Reversible phosphorylation of tyrosine residues plays a key role in many signaling pathways [44], catalyzed by protein tyrosine phosphatases (PTPs) [45]. In humans, the PTP genes have been linked to several diseases and, thus, potential therapeutic targets in such complications [46]. PTP genes are divided into four families. The non-receptor protein tyrosine phosphatase (PTPN) belongs to the class I family [47]. The PTPN gene family members regulate numerous physiological processes and participate in the development and pathogenesis of numerous diseases [47,48,49]. PTPN5 (also known as striatum-enriched protein tyrosine phosphatase (STEP)) mainly participates in regulating neuronal signal transduction, and abnormal expression of this protein impairs motor control and cognitive function [50,51]. PTPN5 binds and reduces the affinity to MAPK substrates, negatively regulating the activity and cell localization of MAPK family members. These events block the kinase nuclear translocation of some cellular functions, such as inflammation [52]. In vivo studies revealed that PTPN5 inhibits the growth of breast tumors by blocking the epidermal growth factor (EGF)-induced MAPK signaling pathway [53]. Additionally, high PTPN5 activity decreases with aging [54], whereas PTPN5 deficiency induces neuronal inflammation and exacerbates ischemic brain injury [55]. Inhibition of PTPN5 reverses cognitive deficit impairment in mouse models with Alzheimer’s disease [56]. Our RNA-seq results revealed that PTPN5 modulates inflammation by inhibiting the MAPK signaling pathway in the mammary gland of dairy cows with mastitis. Therefore, silencing miR-375 alleviates mastitis in cows by promoting PTPN5 expression and while inhibiting the MAPK signaling pathway.

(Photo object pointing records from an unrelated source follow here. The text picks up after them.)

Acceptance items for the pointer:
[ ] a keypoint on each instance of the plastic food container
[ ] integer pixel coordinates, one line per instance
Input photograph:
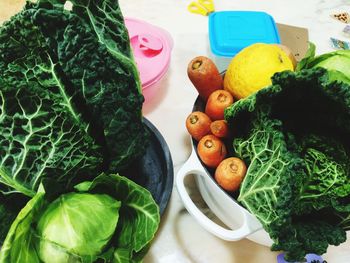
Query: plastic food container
(231, 31)
(152, 51)
(240, 222)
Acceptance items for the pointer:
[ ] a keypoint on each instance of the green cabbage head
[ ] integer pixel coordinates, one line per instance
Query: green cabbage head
(110, 219)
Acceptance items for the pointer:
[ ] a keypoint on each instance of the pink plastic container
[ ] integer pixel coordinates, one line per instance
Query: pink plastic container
(152, 51)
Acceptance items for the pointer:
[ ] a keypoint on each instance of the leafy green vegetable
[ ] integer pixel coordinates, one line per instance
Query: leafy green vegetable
(110, 218)
(294, 137)
(337, 63)
(70, 96)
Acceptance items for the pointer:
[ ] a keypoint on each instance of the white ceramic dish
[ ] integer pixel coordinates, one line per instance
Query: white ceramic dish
(241, 223)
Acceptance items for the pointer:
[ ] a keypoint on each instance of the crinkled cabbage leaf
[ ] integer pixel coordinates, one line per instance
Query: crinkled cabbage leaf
(294, 136)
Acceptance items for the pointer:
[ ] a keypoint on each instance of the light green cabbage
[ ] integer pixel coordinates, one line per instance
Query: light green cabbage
(111, 219)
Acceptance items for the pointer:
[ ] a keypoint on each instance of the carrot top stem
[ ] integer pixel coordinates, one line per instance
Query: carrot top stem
(194, 119)
(196, 64)
(208, 143)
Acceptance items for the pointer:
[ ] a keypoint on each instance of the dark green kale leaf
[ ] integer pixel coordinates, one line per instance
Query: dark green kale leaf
(294, 137)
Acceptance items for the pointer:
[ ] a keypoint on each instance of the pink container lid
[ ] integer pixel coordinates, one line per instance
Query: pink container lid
(152, 50)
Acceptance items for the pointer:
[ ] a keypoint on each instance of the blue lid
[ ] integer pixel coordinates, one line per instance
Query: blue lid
(231, 31)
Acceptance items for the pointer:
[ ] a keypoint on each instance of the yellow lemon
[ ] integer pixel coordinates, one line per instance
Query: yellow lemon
(252, 68)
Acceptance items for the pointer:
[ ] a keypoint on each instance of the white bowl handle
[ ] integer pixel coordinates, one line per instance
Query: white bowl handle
(194, 167)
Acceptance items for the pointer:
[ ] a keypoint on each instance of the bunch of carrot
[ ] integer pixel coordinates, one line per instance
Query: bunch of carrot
(210, 128)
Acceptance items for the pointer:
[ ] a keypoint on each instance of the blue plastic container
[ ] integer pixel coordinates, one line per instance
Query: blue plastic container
(231, 31)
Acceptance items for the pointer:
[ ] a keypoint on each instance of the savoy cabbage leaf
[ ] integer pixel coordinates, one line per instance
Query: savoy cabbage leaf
(88, 224)
(70, 96)
(294, 137)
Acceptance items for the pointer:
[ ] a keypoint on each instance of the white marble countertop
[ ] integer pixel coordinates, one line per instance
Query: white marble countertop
(180, 239)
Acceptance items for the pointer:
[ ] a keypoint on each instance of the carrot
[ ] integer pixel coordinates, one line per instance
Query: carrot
(198, 124)
(217, 102)
(230, 173)
(204, 76)
(211, 150)
(219, 128)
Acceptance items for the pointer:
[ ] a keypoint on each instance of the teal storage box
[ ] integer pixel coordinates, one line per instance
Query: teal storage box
(231, 31)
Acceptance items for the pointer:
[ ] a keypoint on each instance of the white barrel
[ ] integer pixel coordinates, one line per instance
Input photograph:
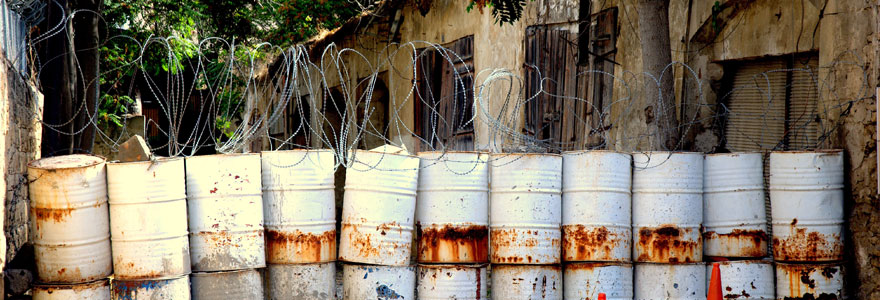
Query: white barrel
(667, 207)
(734, 214)
(148, 220)
(301, 281)
(526, 208)
(441, 282)
(809, 281)
(378, 282)
(224, 285)
(596, 206)
(70, 223)
(453, 207)
(378, 210)
(151, 289)
(670, 281)
(96, 290)
(299, 206)
(587, 280)
(527, 282)
(745, 279)
(806, 199)
(225, 212)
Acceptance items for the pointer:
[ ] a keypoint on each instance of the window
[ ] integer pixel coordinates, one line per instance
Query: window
(444, 97)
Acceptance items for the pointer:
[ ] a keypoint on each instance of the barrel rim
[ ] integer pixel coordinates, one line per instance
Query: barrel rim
(37, 164)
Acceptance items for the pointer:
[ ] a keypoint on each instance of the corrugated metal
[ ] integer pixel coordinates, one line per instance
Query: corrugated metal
(148, 220)
(299, 206)
(806, 189)
(452, 214)
(597, 206)
(526, 208)
(70, 220)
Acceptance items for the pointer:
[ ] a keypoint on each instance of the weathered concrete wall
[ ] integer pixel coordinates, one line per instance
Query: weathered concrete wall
(20, 109)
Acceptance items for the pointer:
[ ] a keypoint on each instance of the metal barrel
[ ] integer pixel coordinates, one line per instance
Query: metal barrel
(299, 206)
(734, 214)
(745, 279)
(527, 282)
(148, 218)
(95, 290)
(670, 281)
(378, 282)
(806, 199)
(224, 285)
(151, 289)
(70, 221)
(378, 210)
(301, 281)
(809, 281)
(587, 280)
(526, 208)
(452, 214)
(667, 207)
(225, 212)
(596, 206)
(440, 282)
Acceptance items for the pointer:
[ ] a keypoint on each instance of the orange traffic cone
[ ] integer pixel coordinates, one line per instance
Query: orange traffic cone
(715, 284)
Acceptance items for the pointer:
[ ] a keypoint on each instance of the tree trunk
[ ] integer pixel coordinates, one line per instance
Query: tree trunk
(656, 56)
(85, 38)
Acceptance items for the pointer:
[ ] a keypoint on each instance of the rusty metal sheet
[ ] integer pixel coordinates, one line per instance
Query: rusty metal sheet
(734, 215)
(96, 290)
(587, 280)
(301, 281)
(299, 206)
(452, 282)
(806, 195)
(809, 281)
(452, 214)
(527, 282)
(70, 219)
(596, 206)
(667, 207)
(160, 289)
(526, 208)
(148, 220)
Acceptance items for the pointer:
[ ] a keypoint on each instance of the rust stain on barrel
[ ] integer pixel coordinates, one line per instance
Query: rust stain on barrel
(298, 246)
(808, 246)
(589, 244)
(450, 243)
(667, 244)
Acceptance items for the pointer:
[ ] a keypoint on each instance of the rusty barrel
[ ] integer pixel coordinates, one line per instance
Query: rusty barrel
(225, 212)
(526, 208)
(152, 289)
(585, 280)
(378, 282)
(70, 220)
(734, 214)
(440, 282)
(667, 207)
(670, 281)
(227, 285)
(148, 220)
(299, 206)
(527, 282)
(452, 214)
(745, 279)
(95, 290)
(809, 281)
(301, 281)
(378, 209)
(596, 206)
(806, 199)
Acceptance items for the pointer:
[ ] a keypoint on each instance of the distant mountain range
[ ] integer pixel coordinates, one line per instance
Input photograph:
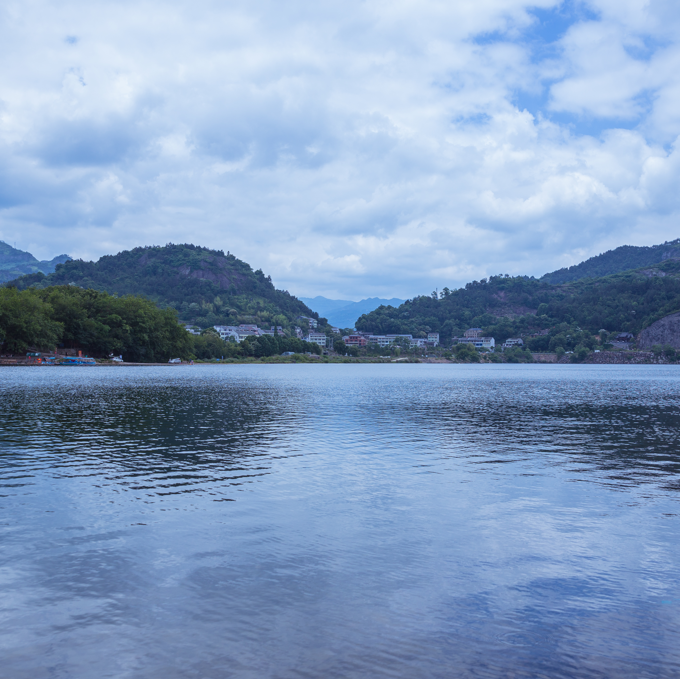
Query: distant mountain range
(344, 313)
(15, 263)
(621, 259)
(206, 287)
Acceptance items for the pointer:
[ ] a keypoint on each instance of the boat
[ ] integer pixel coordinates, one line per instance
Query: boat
(75, 360)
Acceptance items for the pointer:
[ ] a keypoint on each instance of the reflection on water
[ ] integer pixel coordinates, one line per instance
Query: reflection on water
(339, 521)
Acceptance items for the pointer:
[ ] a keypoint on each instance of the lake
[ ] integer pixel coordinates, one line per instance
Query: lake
(303, 521)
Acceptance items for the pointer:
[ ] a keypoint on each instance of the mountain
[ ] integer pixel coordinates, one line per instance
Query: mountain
(344, 313)
(506, 307)
(14, 263)
(621, 259)
(206, 287)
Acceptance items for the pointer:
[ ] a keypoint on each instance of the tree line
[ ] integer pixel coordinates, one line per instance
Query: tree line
(101, 325)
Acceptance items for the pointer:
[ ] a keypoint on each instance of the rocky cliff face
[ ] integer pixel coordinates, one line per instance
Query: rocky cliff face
(664, 331)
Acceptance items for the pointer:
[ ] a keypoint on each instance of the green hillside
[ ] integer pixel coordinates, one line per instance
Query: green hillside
(621, 259)
(206, 287)
(14, 263)
(506, 306)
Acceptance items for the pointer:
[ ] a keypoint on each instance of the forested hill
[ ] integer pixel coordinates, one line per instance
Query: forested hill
(621, 259)
(15, 263)
(508, 307)
(205, 286)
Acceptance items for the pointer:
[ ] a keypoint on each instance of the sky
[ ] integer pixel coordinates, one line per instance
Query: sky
(349, 149)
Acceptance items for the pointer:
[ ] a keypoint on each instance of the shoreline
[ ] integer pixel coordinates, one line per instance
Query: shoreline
(602, 358)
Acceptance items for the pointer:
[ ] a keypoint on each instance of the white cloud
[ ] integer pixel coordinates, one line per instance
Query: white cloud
(354, 149)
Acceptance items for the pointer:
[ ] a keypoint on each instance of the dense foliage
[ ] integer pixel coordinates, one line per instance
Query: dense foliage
(567, 315)
(101, 324)
(621, 259)
(94, 321)
(205, 287)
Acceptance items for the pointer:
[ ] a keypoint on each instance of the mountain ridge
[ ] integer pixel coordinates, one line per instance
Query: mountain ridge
(618, 260)
(204, 286)
(345, 313)
(15, 263)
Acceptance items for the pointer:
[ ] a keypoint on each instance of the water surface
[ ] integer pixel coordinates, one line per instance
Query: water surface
(339, 521)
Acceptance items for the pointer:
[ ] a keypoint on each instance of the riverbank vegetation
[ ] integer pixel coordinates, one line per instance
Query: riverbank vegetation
(551, 316)
(100, 325)
(205, 287)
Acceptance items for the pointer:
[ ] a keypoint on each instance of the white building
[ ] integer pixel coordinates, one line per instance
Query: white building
(227, 331)
(313, 323)
(488, 343)
(513, 342)
(380, 340)
(239, 333)
(317, 338)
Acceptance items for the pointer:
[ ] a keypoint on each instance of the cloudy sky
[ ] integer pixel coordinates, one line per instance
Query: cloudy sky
(349, 149)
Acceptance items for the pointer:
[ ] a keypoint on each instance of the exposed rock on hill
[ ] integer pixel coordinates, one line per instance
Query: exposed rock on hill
(206, 286)
(664, 331)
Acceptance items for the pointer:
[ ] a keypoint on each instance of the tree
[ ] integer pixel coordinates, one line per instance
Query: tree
(26, 321)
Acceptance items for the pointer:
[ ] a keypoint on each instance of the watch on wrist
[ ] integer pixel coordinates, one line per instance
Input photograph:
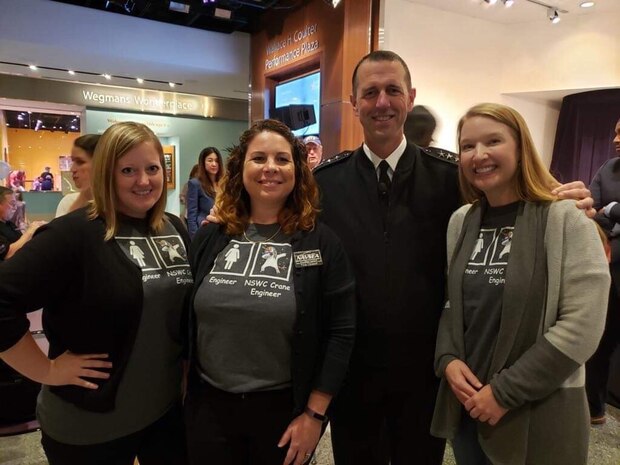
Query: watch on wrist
(316, 415)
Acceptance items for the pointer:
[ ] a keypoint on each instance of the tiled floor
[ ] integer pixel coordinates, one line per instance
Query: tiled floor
(604, 447)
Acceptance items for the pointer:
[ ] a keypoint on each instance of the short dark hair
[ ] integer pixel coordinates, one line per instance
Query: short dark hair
(381, 55)
(87, 142)
(4, 191)
(420, 125)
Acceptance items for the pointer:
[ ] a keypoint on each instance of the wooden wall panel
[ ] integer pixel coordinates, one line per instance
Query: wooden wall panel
(344, 34)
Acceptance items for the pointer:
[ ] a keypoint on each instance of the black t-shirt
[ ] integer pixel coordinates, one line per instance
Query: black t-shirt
(483, 286)
(8, 234)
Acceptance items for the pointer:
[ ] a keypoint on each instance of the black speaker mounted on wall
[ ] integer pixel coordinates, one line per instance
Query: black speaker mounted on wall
(295, 116)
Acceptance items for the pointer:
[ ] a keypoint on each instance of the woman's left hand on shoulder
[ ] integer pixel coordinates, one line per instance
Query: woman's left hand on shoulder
(303, 434)
(483, 406)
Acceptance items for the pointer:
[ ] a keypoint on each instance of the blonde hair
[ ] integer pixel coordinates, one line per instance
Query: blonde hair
(533, 181)
(233, 201)
(115, 142)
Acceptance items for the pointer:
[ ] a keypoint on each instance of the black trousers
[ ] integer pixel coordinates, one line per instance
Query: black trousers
(161, 443)
(377, 420)
(597, 368)
(236, 429)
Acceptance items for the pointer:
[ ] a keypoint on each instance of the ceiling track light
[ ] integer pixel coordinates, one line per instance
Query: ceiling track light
(90, 73)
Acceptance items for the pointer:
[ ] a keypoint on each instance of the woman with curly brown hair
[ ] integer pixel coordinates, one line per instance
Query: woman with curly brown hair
(272, 310)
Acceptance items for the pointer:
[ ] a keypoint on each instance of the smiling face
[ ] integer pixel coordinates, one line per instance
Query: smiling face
(381, 101)
(268, 170)
(139, 180)
(212, 165)
(81, 163)
(489, 158)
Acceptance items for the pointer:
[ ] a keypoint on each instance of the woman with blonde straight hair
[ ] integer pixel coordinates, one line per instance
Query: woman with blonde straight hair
(111, 278)
(527, 287)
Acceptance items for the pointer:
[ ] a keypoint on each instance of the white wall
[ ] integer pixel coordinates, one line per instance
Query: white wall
(458, 61)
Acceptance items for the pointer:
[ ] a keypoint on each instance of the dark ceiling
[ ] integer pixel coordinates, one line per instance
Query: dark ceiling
(201, 14)
(42, 121)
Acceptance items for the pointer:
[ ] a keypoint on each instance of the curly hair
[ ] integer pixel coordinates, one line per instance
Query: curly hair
(533, 181)
(205, 181)
(115, 142)
(233, 201)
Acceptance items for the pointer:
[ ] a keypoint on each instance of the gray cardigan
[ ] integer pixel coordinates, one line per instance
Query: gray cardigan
(547, 422)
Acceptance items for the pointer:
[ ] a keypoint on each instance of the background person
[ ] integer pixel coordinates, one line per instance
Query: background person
(527, 288)
(605, 189)
(272, 307)
(201, 190)
(112, 382)
(314, 147)
(17, 180)
(81, 166)
(420, 127)
(183, 195)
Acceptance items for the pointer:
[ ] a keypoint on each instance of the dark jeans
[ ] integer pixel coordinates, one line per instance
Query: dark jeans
(376, 420)
(465, 445)
(236, 429)
(161, 443)
(597, 368)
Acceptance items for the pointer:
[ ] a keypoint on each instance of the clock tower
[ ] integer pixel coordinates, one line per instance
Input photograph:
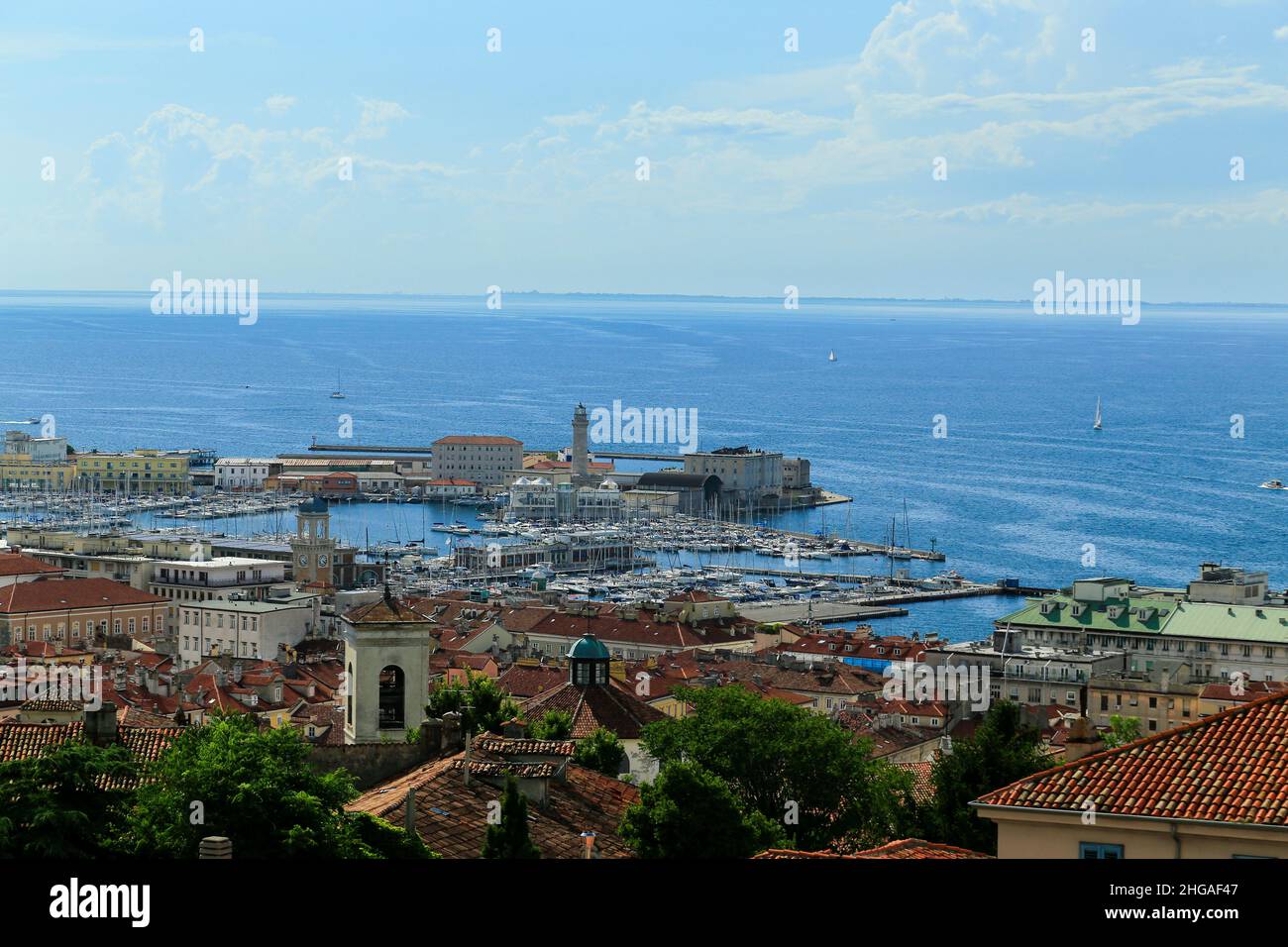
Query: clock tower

It is worth noting that IL-6 is a key inflammatory cytokine. The infected mammary glands can promote the secretion of IL-6 and initiate the inflammatory response and body immunity by activating various signaling pathways [57]. It has been reported that the expression of IL-6 is positively correlated with the severity of mastitis in dairy cows [57,58]. We found that inhibition of miR-375 down-regulated IL-6 expression. Therefore, the down-regulation of IL-6 in the miR-375 inhibition group suggested that inhibition of miR-375 might alleviate the inflammatory response.

5. Conclusions

In summary, miR-375 silencing dysregulated the expression of 63 mRNAs in bMECs. Additionally, miR-375 silencing increased the expression of NR4A1 and PTPN5 genes, all anti-inflammatory genes, via the MAPK signaling pathway. Given silencing of miR-375 significantly up-regulates NR4A1 and PTPN5 gene expression, miR-375 potentially promotes inflammation in the mammary gland through the MAPK signaling pathway. The findings of this study provide a new perspective on treating mastitis in cows.